Jul 10, 2007

All You Need is Hard, Cold Cash: On Luvs, Beatles, and Crass Commercialism

I grew up listening to The Beatles, being far too young to have attended a concert but old enough for their music to have been part of the soundtrack of my youth. Thus it was with sadness I read that Luvs diapers will soon be using the Beatles song "All You Need is Love" to sell excrement-collecting undergarments.

Luvs, of course, is not the first product to feature a Beatles song in its ads, as Nike's purchase of the rights to "Revolution" opened the floodgates for cashing in on the appeal of the band's music to the Baby Boomer and Generation X demographics.

Yet there is something especially galling about the appropriation of a song with such universal idealism; one might, in a moment of jaded cynicism, take issue with the optimistic sentiments of "All You Need Is Love," but John Lennon wrote the song with an eye toward making the world a better place.

Lennon was a flawed man, to be sure, but in his all-too-short life he tried to live up to his ideals, and more importantly his work inspired many other people to live lives of service to humanity. I daresay Lennon would never approve of using this song in such a base and ridiculous manner.

Idealism takes a sharp dagger in the side with the Luvs campaign, and I am sure that I will never think of the song "All You Need Is Love" in the same way again. Thanks, Madison Avenue and Proctor & Gamble, you soulless bastards.


Anonymous said...

Kind of hypocritical for you to take ads and then whine about Luvs, ain't it Mikey?

historymike said...


1. If any of my work ever approached the quality of this song, then you might have an argument. As it stands, John Lennon had more talent in his big toe than I have shown to date.

2. My concern about this song is that it is one of the most beautiful and inspirational pieces of music to have evolved out of modern pop culture. At the risk of sounding sacrilegious, this is more like a hymn than a mere pop song.

3. The complex rhythmic structures and blending of so many international melodies in this deceptively simple-sounding song alone should justify its place as a sort of musical untouchable.

4. I live in a capitalist world, and I have to eat, so I take ads on my websites. If I lived in a world in which it were not necessary to sell a small piece of my soul for a few sheckels, I would gladly chuck the ads. That being said, do you think writers should not be paid for their work?
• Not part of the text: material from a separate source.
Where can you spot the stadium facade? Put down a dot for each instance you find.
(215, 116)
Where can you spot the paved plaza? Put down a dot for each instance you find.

Are my words somehow less valid because I took an ad yesterday for a dieting site or for vegan shoes?

Anonymous said...

While I am not a tree hugger, a cloth diaper commercial would be more in line with Lennon's original thought on this, not the soccer mom's convenience item before she drops the kid off to daycare for her job to simply pay for the daycare.......

historymike said...

I suppose that it's hard not to get all warm and fuzzy over babies bouncing around in a commercial, Anonymous.

Still, this brings up the issue of the commercilization of children and childcare, that cult of infancy that pressures new parents into a spending frenzy.

-Sepp said...

It's blasphemy as far as I'm concerned. Proctor and Gamble should be hit with some lighting bolts.

Tina K said...

This is the first I have heard of this. I am 26, so not at the right age at all for "remembering" the Beatles being THE BEATLES. I grew up with them, love them, respect them.

It's wrong to use it out of context.

As far as capitalism, it is one thing for an artist making a choice during his lifetime to use his art for a commercial purpose. Lots of them do today.

Lennon is not around to tell us if it is alright with him to use his song for this product. I don't really care who owns the rights; it's John's song.

My hunch is that he would have disapproved. Of course, if he had lived who knows what he'd be like today. But that should be a post on my blog at a later date anyway.

Historychic said...

I agree with you 100% on this issue.

Tina K said...

I'm always happy when someone I respect agrees with me. ;-)

Ego boost.

Hooda Thunkit said...

"Thanks, Madison Avenue and Proctor & Gamble, you soulless bastards."

You forgot to verbally smite the person(s) who own the rights to the song; and they deserve more than an (dis)honorable mention, IMNHO.

They bear at least half of the blame, if not more...

Robert Mullins said...

It could be worse. Someone could be peddling adult diapers with "When I'm Sixty-Four."